By Eswar Prasad, Karim Foda and Arnav Sahu
The global economic recovery remains uneven and wobbly but finally appears to have built up some staying power.
The worst may be over, but prospects for a durable and sustained recovery hinge on whether national governments demonstrate their commitment to substantive structural reforms.
The Brookings-FT TIGER index shows that advanced economies are gradually gathering growth momentum while emerging market economies are cooling off. This has led to some degree of convergence in the short-term growth prospects of these two groups of economies. Reflecting this, financial markets in emerging economies took a beating in recent months, although equity markets in some countries like India and Indonesia are on the rebound.
Advanced economies have edged ahead in terms of financial market performance as well as measures of consumer and business confidence. However, credit growth remains muted, which could hold back growth.
The U.S. economy continues to gather momentum. Private sector employment has returned to its pre-crisis levels, the unemployment rate is falling, and business and consumer confidence are rising. Private consumption has become a key driver of the recovery, although exports and investment have also strengthened.
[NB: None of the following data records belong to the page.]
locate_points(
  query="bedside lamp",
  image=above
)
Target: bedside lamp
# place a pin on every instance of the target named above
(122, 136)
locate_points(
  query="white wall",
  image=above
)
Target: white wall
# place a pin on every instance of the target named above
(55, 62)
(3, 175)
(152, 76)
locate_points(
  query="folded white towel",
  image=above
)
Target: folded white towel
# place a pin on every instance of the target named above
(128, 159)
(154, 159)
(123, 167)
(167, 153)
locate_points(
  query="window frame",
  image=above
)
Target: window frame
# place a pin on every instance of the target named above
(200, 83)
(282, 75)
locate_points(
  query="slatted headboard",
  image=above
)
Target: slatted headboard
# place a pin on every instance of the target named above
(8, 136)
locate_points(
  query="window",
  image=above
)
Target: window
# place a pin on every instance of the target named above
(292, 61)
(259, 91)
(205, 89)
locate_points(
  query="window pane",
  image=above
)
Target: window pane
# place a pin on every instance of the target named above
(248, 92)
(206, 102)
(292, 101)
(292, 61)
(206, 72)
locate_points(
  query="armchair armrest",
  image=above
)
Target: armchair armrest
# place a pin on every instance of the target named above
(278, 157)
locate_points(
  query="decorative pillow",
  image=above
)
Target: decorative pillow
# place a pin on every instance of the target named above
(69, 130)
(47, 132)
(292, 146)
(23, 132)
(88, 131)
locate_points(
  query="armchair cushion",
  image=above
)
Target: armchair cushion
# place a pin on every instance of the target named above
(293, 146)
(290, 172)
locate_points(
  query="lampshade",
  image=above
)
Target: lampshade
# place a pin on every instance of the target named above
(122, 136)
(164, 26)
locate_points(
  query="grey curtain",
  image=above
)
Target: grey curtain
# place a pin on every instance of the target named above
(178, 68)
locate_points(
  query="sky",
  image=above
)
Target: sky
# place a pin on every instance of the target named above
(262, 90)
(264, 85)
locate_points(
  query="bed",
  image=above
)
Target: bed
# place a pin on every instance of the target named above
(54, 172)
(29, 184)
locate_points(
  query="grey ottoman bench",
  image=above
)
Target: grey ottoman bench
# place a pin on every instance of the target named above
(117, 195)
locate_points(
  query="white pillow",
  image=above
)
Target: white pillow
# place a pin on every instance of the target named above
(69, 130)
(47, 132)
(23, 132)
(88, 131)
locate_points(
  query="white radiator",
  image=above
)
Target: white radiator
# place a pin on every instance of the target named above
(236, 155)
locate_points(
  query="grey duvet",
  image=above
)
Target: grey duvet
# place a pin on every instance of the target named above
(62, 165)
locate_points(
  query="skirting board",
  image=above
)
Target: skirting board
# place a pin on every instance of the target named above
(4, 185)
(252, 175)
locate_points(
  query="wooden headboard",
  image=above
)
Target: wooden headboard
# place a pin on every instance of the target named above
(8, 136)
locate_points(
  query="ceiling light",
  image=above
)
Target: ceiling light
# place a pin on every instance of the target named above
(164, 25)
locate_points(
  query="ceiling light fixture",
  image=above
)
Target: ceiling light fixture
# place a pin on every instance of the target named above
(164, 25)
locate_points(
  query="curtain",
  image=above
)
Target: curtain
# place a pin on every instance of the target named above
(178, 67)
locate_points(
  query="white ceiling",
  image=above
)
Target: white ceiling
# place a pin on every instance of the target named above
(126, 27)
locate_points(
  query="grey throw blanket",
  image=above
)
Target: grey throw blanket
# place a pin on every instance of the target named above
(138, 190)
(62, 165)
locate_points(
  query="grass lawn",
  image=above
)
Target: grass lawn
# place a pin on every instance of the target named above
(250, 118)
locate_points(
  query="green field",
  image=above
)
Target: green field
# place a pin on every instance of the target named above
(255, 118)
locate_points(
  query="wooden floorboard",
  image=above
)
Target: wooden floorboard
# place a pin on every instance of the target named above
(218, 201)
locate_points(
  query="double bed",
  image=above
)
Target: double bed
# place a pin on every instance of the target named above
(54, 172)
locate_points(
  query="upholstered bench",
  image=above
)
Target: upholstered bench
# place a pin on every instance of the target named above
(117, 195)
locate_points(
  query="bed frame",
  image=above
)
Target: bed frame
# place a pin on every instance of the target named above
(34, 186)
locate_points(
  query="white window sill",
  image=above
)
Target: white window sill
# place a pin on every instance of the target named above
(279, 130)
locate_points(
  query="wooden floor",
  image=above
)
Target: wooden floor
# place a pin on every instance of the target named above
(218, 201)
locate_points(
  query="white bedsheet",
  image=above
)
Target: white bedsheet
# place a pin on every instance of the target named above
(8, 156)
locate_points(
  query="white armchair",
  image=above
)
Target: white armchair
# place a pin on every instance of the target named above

The euro zone is finally coming back to life, with the economies in the core registering at least modest growth and most periphery economies no longer shrinking. However, persistently high unemployment rates in some of these economies portend further economic and social instability. Japan’s economy continues to show surprising strength despite limited progress on the structural reform agenda.
The turbulence experienced by emerging markets in recent months appears to have eased off. But many of these economies are in a holding pattern, with a significant reform push needed to get growth back on track.
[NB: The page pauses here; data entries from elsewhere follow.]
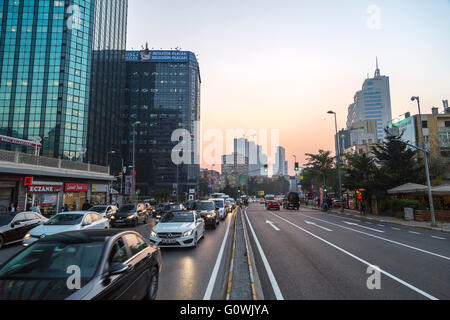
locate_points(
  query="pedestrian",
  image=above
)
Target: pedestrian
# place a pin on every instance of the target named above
(363, 208)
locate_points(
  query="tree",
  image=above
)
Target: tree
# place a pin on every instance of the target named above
(399, 160)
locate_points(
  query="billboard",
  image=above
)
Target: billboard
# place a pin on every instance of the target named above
(157, 56)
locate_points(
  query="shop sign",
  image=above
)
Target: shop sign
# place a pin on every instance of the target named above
(76, 187)
(44, 189)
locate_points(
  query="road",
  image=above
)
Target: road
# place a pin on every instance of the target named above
(308, 254)
(186, 273)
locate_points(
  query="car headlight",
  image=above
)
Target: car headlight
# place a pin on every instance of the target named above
(187, 234)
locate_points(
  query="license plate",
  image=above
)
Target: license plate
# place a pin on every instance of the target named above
(168, 241)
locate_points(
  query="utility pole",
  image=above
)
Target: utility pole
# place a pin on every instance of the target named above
(427, 169)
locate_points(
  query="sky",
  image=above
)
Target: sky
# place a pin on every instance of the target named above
(284, 64)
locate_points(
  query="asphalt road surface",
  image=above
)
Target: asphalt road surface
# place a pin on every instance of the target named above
(309, 254)
(187, 274)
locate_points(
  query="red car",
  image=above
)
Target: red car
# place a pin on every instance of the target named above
(273, 205)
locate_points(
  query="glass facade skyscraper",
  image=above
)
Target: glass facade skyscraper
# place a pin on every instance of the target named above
(163, 93)
(46, 56)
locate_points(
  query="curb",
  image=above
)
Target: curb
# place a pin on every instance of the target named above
(381, 221)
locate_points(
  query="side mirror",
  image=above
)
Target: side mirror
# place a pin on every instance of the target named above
(118, 268)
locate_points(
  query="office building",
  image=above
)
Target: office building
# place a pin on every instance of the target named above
(46, 57)
(373, 102)
(162, 92)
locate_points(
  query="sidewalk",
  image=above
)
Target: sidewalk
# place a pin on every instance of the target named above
(442, 226)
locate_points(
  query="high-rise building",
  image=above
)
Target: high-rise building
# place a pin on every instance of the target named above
(373, 102)
(46, 57)
(162, 92)
(280, 162)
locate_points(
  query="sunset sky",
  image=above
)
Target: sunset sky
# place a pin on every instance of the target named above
(284, 64)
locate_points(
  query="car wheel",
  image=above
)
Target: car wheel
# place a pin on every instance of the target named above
(152, 291)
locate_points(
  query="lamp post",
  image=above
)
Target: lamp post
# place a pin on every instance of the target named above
(427, 169)
(133, 187)
(338, 161)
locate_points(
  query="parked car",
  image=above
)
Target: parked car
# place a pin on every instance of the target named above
(13, 227)
(274, 204)
(104, 210)
(208, 211)
(130, 215)
(178, 229)
(113, 266)
(65, 222)
(220, 203)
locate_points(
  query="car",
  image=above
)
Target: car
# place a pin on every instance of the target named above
(178, 229)
(220, 203)
(273, 205)
(104, 210)
(208, 211)
(292, 201)
(130, 215)
(65, 222)
(112, 265)
(13, 227)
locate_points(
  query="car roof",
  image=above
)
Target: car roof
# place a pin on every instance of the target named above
(85, 236)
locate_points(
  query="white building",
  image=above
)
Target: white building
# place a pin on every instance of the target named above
(373, 102)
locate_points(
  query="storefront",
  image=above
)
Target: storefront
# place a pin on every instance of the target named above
(99, 194)
(75, 195)
(46, 196)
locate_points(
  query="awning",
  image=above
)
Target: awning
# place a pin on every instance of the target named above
(441, 191)
(409, 188)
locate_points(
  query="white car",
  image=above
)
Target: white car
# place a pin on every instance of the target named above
(220, 203)
(178, 229)
(64, 222)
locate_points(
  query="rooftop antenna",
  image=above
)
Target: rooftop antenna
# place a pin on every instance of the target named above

In China, the question is not whether growth of around 7 percent is attainable this year but rather how this growth is attained. China has enough space on fiscal and monetary policies to offset a growth slowdown from any adverse shocks. But a credit-fueled investment boom–the tried and tested way to boost growth–will set back the growth rebalancing effort, hinder market-oriented reforms, and increase medium-term risks from excess capacity and nonperforming loans
In India, the confidence inspired by a bold central bank governor and optimism that a new reform-minded government will soon be in place have bought the economy some time. But with inflation still high and growth weak, decisive actions by a new government will be needed to revive growth.
In other emerging market economies such as Brazil and South Africa, the unfavorable external environment has laid bare domestic vulnerabilities while political uncertainty has stymied reforms. In addition, high inflation against the backdrop of slowing growth has complicated short-term macroeconomic management. Still, the effects of the Fed taper have dissipated and capital has begun to flow back to emerging markets, easing pressures for currency depreciation.
Policymakers in most major economies now have some breathing room to shift from defensive policies to ones that promote growth in a more durable manner. The key challenge ahead is the implementation of supply-side structural reforms that bolster long-term growth and also facilitate the repair of public finances. The measures that are needed range from financial and labor market reforms in many advanced economies to an even broader range including institutional reforms in emerging market economies.
The world economy is back on an even keel but remains bereft of a strong wind to fill its sails. There is no dearth of economic and geopolitical risks that could knock the world economy off its growth path. But at least the odds have shifted in favor of those policymakers who are up to the daunting reform challenges they must tackle for the good of their economies.
Eswar Prasad is a professor in the Dyson School at Cornell University and a senior fellow at the Brookings Institution. Karim Foda is a research associate at Brookings. Arnav Sahu is a student at Cornell and was an intern at Brookings.